Each year our plates are filled with mashed potatoes, gravy, green bean casserole, sweet potato pie, cranberry sauce and various other scrumptious sides, but the culmination of succulent success and culinary craftsmanship is no doubt, the bird.

The turkey is the highlight of the meal for many, and for good reason. Those who aren’t cooking just get to enjoy the eating, but for the cook, the turkey is the blank canvas in which a masterpiece can be created.

There are numerous ways to cook a turkey — the traditional roasted turkey is a classic, and many cooks rely on this consistently year after year, but as the bird does not seem to be going anywhere in a hurry, many cooks are beginning to test new waters.

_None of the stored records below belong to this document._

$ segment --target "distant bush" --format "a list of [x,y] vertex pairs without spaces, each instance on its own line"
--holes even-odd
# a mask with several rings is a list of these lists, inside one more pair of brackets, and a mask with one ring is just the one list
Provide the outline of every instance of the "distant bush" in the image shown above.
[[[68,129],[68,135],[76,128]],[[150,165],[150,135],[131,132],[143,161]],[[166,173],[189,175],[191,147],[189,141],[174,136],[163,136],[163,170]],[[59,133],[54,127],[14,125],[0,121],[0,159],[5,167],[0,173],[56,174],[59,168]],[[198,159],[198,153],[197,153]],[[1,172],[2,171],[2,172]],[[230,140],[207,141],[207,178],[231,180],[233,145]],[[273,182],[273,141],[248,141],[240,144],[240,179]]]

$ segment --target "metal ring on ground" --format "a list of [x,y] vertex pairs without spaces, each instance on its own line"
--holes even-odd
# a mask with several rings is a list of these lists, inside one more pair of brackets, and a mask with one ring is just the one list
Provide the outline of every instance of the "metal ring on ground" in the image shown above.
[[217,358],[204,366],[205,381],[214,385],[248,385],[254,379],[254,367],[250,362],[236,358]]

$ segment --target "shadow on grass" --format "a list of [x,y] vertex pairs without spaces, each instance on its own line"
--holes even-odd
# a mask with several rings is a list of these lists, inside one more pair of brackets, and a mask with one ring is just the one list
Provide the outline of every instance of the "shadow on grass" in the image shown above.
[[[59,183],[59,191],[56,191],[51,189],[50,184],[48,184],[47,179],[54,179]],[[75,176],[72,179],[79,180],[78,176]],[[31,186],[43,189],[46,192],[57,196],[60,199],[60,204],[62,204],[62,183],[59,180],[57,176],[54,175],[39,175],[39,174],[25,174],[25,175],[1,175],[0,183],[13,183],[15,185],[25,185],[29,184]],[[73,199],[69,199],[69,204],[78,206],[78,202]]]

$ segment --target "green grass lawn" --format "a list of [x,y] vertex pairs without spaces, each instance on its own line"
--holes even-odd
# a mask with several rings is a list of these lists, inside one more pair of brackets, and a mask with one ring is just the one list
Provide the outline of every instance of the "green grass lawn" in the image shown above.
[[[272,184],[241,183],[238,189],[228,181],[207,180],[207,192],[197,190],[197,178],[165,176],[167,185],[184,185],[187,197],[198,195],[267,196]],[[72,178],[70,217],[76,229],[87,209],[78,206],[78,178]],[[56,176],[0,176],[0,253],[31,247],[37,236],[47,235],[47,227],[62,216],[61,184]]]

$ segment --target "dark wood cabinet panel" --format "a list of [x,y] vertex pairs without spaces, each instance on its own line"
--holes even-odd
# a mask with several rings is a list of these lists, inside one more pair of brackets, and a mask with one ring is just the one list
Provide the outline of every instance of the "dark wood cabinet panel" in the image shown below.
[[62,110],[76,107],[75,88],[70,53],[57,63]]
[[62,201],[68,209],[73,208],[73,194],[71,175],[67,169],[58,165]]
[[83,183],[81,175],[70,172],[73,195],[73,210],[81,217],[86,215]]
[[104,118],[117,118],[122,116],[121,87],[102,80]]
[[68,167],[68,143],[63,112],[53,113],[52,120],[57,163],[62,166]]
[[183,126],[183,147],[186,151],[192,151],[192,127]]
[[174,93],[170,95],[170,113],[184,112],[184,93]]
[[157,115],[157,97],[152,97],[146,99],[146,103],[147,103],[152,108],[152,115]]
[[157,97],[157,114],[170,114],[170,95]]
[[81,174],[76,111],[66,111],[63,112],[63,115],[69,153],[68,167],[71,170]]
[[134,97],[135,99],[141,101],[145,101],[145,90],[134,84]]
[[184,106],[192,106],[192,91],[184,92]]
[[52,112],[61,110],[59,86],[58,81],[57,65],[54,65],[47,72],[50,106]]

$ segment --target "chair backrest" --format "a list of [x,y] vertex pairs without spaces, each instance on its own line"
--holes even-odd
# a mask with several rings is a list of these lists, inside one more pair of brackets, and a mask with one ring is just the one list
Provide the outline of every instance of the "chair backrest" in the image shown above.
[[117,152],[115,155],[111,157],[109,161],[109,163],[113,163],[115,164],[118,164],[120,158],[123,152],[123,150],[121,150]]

I think by far, my favorite non-traditional method thus far has been barbecuing the entire turkey. The rich smoke flavors that resonate throughout the meat are simply mouthwatering. Not to mention this is actually a fairly easy cooking method. The key to making each bite a juicy delight is temperature control — high heat at the start and finishing off with a lower temperature to keep the meat moist and tender.

Another untraditional cooking method gaining in popularity was brought to us by the South — deep-frying the turkey. We can deep-fry fries, veggies, ice cream and Twinkies, why not a turkey too?  However, this is the cooking method primarily chosen by the risk-taking adventurers because it is by far the most dangerous cooking method one can choose.

Cooking with oil over an open flame presents certain dangers and one must take caution if this is the culinary flare of choice. A few things to keep in mind if this is the method you choose this year:

1. Do the deep-frying outside.

2. Make sure your bird is thoroughly thawed and isn’t stuffed, period.

3. Never leave your oil and bird unattended. For good measure you might even want to keep a fire extinguisher on hand, especially if the infamous Uncle Bill is in charge.

The last technique that is gaining real popularity in the recent years is still cooking the turkey, just not as a whole. Instead of buying a whole bird, many cooks are buying and cooking just parts of it.

This technique is a time saver for sure. Cooking a few turkey breasts is much quicker than a 25 pound bird; not to mention it means no fighting for the light meat — everyone gets it. This method also results in fewer leftovers, typically. This can be a good thing for those who don’t eat much turkey beyond Thanksgiving, but can also mean no more holiday-stuffed sandwich the following day, which, at least for me, is not a good thing.

Whether it will be a barbecued, deep-fried or traditional roasted turkey making it onto my plate this year, I am not quite sure, but one thing I do know is one week is just too long to wait to find out.